With stuck Boeing Starliner astronauts waiting, SpaceX Crew-10 arrives to Kennedy Space Center
Published in Science & Technology News
CAPE CANAVERAL, Fla. — The return to Earth of Boeing’s Starliner astronauts stuck on the International Space Station inched closer as their replacements arrived to Florida for their relief flight next week.
The quartet assigned to the SpaceX Crew-10 mission arrived to KSC having flown into the former space shuttle landing facility Thursday afternoon. They are slated to climb aboard the Crew Dragon Endurance and launch from KSC’s Launch Pad 39-A atop a SpaceX Falcon 9 as early as 7:48 p.m. Eastern on Wednesday.
NASA astronauts take up two of the four seats with commander Anne McClain and pilot Nichole Ayers. They’re joined by mission specialists Takuya Onishi with the Japan Aerospace Exploration Agency and Roscosmos cosmonaut Kirill Peskov.
Their arrival to the ISS will mean the Crew-9 members will be able to fly home. That includes NASA astronauts Butch Wilmore and Suni Williams, who flew up to the space station on Boeing Starliner’s Crew Flight Test mission last June, but were left behind on the ISS when NASA opted to send Starliner home uncrewed for safety reasons.
NASA then opted to line up their ride home as part of Crew-9, which flew up in the Crew Dragon Freedom last September with only two members — NASA commander Nick Hague and Roscosmos cosmonaut Aleksandr Gorbunov, leaving room for Williams and Wilmore for the trip back.
While Hague and Gorbunov will have spent less than six months on board, Williams and Wilmore, who were originally expected as short as an eight-day stay, have already been in space for more than nine months.
McClain was the lone astronaut to speak upon landing. She said her crew has been in constant contact with Crew-9.
“We’re ready to high five them, bring them home in the coming weeks,” she said.
She also took an almost defensive stance about the importance of the space station, which recently was the target of an Elon Musk tirade on its utility, calling for it to be deorbited as soon as 2028.
“We’re not just flying up to space, just to fly up to space, right? We are going up to work on the International Space Station,” she said. “The International Space Station is our massive orbiting National Laboratory. OK? And up there we conduct hundreds of scientific science experiments every single day.”
She pointed out this is now the 25th year the ISS has been continuously crewed, and it has stood for unity among countries over the years.

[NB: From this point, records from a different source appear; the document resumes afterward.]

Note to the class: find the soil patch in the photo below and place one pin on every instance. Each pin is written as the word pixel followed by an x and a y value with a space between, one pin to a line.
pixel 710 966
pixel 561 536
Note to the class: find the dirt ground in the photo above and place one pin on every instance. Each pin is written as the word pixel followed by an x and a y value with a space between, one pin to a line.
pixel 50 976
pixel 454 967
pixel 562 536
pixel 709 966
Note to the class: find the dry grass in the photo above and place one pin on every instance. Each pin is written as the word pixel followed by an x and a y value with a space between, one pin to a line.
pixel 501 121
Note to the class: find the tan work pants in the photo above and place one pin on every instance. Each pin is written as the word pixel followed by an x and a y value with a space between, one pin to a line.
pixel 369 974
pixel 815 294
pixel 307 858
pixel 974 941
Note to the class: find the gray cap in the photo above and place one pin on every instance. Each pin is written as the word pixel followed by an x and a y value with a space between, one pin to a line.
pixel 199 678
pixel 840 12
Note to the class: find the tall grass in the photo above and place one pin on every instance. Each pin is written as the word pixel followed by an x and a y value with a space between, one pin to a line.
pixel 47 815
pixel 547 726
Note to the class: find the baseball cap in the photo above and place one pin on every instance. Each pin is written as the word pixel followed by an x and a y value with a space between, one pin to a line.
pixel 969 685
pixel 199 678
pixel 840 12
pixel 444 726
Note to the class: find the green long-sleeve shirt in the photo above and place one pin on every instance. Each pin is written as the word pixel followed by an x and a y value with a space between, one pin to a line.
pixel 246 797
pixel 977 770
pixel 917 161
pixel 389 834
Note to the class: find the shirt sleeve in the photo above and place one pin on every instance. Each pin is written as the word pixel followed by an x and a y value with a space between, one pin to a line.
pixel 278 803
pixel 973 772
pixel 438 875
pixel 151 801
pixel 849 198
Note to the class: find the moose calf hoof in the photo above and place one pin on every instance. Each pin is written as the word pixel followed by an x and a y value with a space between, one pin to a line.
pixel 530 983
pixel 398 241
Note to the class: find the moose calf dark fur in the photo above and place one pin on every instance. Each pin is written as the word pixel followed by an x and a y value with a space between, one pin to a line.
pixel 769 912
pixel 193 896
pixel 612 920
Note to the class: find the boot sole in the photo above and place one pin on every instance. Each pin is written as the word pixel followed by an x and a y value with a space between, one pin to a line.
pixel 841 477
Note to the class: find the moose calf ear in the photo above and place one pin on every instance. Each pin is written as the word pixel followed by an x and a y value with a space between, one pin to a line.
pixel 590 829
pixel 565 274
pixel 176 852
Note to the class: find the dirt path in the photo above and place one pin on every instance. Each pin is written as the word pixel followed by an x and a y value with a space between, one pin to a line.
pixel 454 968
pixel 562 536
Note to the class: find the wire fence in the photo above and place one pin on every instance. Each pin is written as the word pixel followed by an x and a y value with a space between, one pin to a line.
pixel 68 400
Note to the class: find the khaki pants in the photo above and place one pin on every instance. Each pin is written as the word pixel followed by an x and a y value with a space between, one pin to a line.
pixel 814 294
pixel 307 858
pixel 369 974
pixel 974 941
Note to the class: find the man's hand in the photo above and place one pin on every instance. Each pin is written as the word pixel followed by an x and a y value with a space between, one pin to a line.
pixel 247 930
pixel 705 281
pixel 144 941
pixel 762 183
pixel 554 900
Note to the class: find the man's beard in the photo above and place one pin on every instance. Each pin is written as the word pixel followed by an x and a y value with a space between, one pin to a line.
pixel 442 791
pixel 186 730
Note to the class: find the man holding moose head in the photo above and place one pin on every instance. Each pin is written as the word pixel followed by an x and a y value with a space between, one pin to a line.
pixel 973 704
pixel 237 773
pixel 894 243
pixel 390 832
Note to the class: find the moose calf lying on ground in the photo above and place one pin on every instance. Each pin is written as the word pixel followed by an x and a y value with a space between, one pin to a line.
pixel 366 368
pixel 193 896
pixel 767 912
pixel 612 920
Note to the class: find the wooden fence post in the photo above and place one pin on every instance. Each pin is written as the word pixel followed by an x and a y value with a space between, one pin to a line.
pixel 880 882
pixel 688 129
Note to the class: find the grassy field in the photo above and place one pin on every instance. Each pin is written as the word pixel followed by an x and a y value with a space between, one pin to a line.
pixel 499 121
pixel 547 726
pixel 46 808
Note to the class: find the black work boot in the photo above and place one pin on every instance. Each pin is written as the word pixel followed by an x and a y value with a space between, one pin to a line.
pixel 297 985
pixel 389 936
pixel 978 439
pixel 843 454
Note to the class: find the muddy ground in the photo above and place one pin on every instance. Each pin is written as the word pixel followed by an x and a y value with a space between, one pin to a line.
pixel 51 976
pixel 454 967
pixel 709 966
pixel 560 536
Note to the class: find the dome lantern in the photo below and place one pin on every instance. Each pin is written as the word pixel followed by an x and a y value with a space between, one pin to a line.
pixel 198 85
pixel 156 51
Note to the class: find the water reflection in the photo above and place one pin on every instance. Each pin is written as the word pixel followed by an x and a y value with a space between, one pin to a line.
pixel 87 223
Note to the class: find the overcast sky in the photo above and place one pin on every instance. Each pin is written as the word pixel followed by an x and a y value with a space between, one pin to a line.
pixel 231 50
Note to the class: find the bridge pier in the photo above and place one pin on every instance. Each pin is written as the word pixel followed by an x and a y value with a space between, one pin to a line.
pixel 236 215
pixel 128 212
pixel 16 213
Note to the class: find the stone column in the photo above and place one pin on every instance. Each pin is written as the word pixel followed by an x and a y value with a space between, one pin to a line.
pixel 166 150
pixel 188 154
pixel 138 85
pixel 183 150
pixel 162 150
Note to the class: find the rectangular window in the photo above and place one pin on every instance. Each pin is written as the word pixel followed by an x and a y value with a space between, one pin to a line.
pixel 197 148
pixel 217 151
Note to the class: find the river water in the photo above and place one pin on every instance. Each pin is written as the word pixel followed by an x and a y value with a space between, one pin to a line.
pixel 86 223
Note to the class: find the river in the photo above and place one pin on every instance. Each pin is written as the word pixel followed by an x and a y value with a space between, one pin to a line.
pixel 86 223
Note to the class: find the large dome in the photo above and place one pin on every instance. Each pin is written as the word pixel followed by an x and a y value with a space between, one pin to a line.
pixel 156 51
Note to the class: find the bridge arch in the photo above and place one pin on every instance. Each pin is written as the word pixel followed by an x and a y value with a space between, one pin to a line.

“The International Space Station is really an asset for humans all across the world. It provides us a unique vantage point for which we can observe our own Earth. It provides us a unique environment for science investigations like in microgravity and in harsh conditions with radiation,” she said. “But I want to say that the International Space Station really operates under the mission of that NASA set forward, which is to be for the benefit of all. This is not for the benefit of our crew. It’s not for the benefit of any one country. It is for the benefit of all.”
She pointed out how daily lives have benefited such as research on Parkinson’s disease, cancer, Lasik surgery, osteoporosis and more.
She also called out leaders who threaten the unity the ISS represents.
“If you want to go fast, you go alone. If you want to go far, you go together,” she said.
“It is far easier to be enemies than it is to be friends, and it is far harder to build partnerships and build relationships than it is to break them,” she said. “You can break them in a day.”
She concluded by defending the mission of the ISS in the face of its detractors.
“It’s easier to critique than it is to participate,” she said. “The success of these programs rely on leaders of character from all countries, all walks of life, all agencies, all badges, all companies, leaders of character, visionaries who wake up every single day and work on a long-term plan for the benefit of all of us.”